Small integral membrane protein of the lysosome/late endosome (SIMPLE) is a 161-amino acid cellular protein that contains a characteristic C-terminal domain known as the SIMPLE-like domain (SLD), which is well conserved among species. Several studies have demonstrated that SIMPLE localizes to the trans-Golgi network (TGN), early endosomes, lysosomes, multivesicular bodies, aggresomes and the plasma membrane. However, the amino acid regions responsible for its subcellular localization have not yet been identified. The SLD resembles the FYVE domain, which binds phosphatidylinositol (3)-phosphate (PI3P) and determines the subcellular localization of FYVE domain-containing proteins.
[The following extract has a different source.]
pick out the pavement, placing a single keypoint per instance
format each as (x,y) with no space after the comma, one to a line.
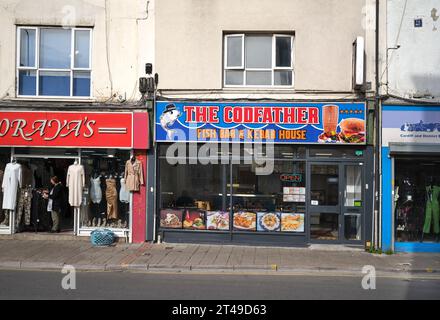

In the present study, we have found that SIMPLE binds specifically to PI4P through its SLD. SIMPLE co-localized with PI4P and Rab11, a marker for recycling endosomes (REs, organelles enriched in PI4P) in both the IMS32 mouse Schwann cell line and Hela cells. Sucrose density-gradient centrifugation revealed that SIMPLE co-fractionated with syntaxin-6 (a TGN marker) and Rab11. We have also found that SIMPLE knockdown impeded recycling of transferrin and of transferrin receptor. Our overall results indicate that SIMPLE may regulate protein trafficking physiologically by localizing to the TGN and/or REs by binding PI4P.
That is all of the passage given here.